Crude futures reverse territory late in session, amid Greek developments

WTI moved back above $60 on Monday, while brent stayed above $63

Crude futures inched up on Monday paring earlier losses late in the session, amid increased optimism in Greek Debt negotiations and speculative trading in the energy markets from hedge funds.

On the New York Mercantile Exchange, WTI crude for August delivery gained 0.41 or 0.60% to 60.37 a barrel. Texas Long Sweet futures traded in a tight range on Monday from 59.28 and 60.63. On Friday, WTI crude closed below $60 for the first time in eight sessions.
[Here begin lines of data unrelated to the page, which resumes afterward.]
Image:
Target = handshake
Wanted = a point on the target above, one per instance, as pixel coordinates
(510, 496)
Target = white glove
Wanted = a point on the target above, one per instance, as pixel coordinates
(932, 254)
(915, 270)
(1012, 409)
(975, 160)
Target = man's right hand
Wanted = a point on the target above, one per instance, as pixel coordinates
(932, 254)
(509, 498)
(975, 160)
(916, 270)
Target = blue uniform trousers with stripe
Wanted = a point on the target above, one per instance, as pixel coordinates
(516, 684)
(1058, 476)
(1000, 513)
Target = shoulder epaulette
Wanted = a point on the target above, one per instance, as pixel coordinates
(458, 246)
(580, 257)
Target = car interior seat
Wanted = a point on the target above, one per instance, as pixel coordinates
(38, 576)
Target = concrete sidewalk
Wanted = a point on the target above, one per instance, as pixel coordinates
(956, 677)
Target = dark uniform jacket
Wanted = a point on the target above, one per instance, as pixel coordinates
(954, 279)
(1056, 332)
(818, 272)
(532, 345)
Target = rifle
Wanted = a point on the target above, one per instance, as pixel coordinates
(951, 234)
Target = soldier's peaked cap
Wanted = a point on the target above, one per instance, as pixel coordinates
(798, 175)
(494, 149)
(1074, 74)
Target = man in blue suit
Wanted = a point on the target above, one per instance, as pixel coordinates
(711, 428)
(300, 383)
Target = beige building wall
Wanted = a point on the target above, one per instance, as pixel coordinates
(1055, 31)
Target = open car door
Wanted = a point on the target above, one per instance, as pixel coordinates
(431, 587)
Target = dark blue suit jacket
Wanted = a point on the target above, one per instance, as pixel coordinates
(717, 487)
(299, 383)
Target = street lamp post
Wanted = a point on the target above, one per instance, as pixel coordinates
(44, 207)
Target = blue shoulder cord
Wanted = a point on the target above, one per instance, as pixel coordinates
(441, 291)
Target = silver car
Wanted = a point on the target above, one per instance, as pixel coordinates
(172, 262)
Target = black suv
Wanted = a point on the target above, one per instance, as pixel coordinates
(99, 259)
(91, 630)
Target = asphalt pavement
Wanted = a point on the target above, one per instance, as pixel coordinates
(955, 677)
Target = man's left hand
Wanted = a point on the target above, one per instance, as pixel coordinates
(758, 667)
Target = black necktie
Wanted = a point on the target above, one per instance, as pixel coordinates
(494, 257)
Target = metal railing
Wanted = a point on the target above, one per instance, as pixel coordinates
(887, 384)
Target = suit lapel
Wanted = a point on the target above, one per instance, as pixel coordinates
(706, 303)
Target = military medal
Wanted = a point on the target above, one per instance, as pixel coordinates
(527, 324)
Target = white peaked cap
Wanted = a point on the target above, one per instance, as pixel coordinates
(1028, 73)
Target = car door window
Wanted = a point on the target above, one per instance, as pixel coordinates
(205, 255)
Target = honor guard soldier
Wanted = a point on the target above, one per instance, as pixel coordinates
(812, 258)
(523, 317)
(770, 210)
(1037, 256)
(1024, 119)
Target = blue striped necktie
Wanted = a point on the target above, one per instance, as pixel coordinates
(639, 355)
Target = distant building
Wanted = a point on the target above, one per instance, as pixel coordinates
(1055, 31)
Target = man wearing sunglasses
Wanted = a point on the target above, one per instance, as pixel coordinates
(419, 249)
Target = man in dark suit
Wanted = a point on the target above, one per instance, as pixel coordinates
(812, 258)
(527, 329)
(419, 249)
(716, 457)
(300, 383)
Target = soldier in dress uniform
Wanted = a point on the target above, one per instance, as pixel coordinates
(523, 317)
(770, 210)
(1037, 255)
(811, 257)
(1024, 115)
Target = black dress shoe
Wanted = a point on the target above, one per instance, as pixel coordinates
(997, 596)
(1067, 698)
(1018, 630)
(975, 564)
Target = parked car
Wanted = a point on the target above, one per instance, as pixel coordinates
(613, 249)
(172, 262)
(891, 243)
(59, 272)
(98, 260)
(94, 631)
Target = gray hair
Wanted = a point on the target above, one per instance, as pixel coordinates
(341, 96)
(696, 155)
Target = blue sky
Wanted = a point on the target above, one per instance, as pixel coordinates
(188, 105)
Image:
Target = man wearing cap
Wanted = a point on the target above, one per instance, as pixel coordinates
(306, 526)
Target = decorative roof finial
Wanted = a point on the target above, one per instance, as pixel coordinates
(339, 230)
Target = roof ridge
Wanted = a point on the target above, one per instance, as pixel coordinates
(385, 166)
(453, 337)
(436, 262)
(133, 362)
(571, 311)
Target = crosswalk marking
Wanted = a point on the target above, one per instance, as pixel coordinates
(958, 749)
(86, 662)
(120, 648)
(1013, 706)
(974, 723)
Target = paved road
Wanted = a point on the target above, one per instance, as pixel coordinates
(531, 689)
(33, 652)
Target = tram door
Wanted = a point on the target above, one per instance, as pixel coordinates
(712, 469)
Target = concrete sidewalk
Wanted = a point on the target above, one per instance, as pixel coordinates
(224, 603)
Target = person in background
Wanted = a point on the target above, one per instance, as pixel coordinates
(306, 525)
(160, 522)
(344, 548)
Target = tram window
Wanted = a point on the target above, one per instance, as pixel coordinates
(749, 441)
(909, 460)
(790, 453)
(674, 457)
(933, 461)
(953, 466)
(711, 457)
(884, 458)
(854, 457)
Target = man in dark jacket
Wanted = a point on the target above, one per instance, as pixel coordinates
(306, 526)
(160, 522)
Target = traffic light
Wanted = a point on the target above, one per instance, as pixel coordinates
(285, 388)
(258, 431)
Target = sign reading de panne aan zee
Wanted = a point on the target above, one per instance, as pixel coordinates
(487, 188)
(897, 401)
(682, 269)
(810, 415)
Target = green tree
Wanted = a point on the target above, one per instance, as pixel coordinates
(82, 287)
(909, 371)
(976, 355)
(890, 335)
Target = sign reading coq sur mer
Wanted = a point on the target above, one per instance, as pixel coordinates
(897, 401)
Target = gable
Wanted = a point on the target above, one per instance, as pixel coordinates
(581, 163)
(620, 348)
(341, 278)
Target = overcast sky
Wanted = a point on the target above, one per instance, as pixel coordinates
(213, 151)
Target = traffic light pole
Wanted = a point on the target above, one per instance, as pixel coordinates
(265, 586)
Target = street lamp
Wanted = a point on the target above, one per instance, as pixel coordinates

On the Intercontinental Exchange (ICE), brent crude for August delivery rose 0.34 or 0.55% to 63.36 a barrel. Brent futures wavered on Monday between 62.11 and 63.74. The spread between the international and U.S. domestic benchmarks of crude fell to 2.99, below Friday’s level of $3.09.

Hedge fund and other money market fund investors trimmed WTI short wagers 4.3% for the five-day period that ended on June 16, while reducing long wagers by 0.2%, resulting in a 0.8% gain in net long positions, according to data compiled by the U.S. Commodities Futures Trading Commission. The spread between December and August WTI futures stood at 1.48, as July futures expired on Monday.

Energy traders remain focused on a glut of oversupply in global markets, following market-moving comments from Saudi Arabia oil minister Ali Al-Naimi last week. Weeks after Opec elected to maintain its production ceiling at its current level above 30 million barrels, Al-Naimi said his country has roughly 2 million barrels of daily reserves and is ready to increase production if demand spikes.

At the same time, the U.S. Energy Information Administration (EIA) projects U.S. output to average 9.4 million barrels per day in 2015, before declining to 9.3 million bpd. In May, Opec pumped its highest level of crude since October, 2012, in an effort to depress prices and dominate market share.

On Friday, oil services firm Baker Hughes (NYSE:BHI) said the U.S. oil rig count for the week of June 12 fell by four to 631, marking the 28th consecutive week of weekly declines. U.S. oil rigs are now at their lowest level since August, 2010.

Elsewhere, EUR/USD fell mildly 0.09% to 1.1343 as the dollar gained more than 0.20%, amid positive developments in longstanding Greek Debt negotiations. Leaders are optimistic that a deal between Greece and its international creditors could be reached later this week after the cash-strapped nation reportedly made concessions on early retirement and Value Added Taxes on electricity. A deal could unlock critical aid on the final €7.2 billion tranche of a €240 billion bailout deemed necessary for Greece to stave off bankruptcy.

Dollar-denominated commodities such as crude become more expensive for foreign purchasers when the dollar appreciates.